A Metz, la police traque les contrevenants au confinement avec un drone

Publié le à Metz (AFP)

Radiocommande en mains, Thierry Wunsch, télépilote à la Police aux frontières (PAF), fait s'élever un quadrirotor gris au-dessus du parc de la Seille à Metz: son drone surveille les espaces verts et traque les contrevenants en période de confinement.

Installé à côté de l'aire de jeux désertée et entourée de rubalises, le commandant Wunsch suit sur l'écran la progression de son appareil survolant les jardins Jean-Marie Pelt, qui s'étirent sur 800 mètres le long de la rivière Seille.

"Il y a trois personnes vers les berges, apparemment ce sont des femmes", annonce M. Wunsch, commandant de police responsable de la brigade de police aéronautique à la direction zonale de la PAF Est, à deux fonctionnaires de la sécurité publique qui l'accompagnent.

En deux coups de pédale, l'équipage à vélo rejoint le petit groupe pour le contrôler.

"On utilise tous les jours les deux drones et l'avion que la PAF met à notre disposition pour détecter les rassemblements ou les personnes qui rentrent dans des zones interdites", explique le directeur adjoint de la sécurité publique de Moselle, Patrick Valentin.

Le drone vole tous les jours au-dessus de Metz depuis la deuxième semaine de confinement, notamment pour faire respecter un arrêté préfectoral interdisant l'accès aux espaces verts de la commune le week-end.

"Cet outil nous permet de surprendre les gens. Ils ne voient pas le drone et n'entendent qu'un bruissement comme une abeille", ajoute le commissaire Valentin.

- "Les champions du 100 mètres" -

Mais l'utilisation du quadrirotor par la police pour traquer les contrevenants au confinement "commence à se savoir et dès que les gens entendent un +bzzzbzzz+ dans les airs, ils deviennent les champions du 100 mètres", s'amuse le commissaire.

A Metz, le drone survole les parcs et jardins, les berges de la Seille et de la Moselle, ainsi qu'un lac entouré d'espaces boisés à la périphérie.

L'engin peut voler à 150 m d'altitude, s'éloigner de 700 mètres de sa base et atteindre la vitesse de 50 km/h.
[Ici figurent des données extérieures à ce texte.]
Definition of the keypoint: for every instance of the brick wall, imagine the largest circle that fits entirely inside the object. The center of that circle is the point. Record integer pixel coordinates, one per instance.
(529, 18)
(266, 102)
La surveillance au même endroit dure entre une heure et une heure et demie.

Dans le parc de la Seille, le léger bourdonnement du quadrirotor ne trouble guère un troupeau de moutons noirs et blancs, en train de paître une herbe bien verte.

Les promeneurs sont rares et tous présentent une attestation dûment remplie.

"Merci de respecter les mesures de confinement et de présenter votre attestation en cas de contrôle", délivrent les hauts-parleurs du drone à un couple qui se promène tranquillement sur l'un des chemins.

- "Les gens sont raisonnables" -

Alors que l'engin poursuit sa surveillance à environ 20 km/h, on distingue nettement sur l'écran du télépilote une personne marchant derrière des arbres et deux femmes assises sur un banc, très éloignées l'une de l'autre.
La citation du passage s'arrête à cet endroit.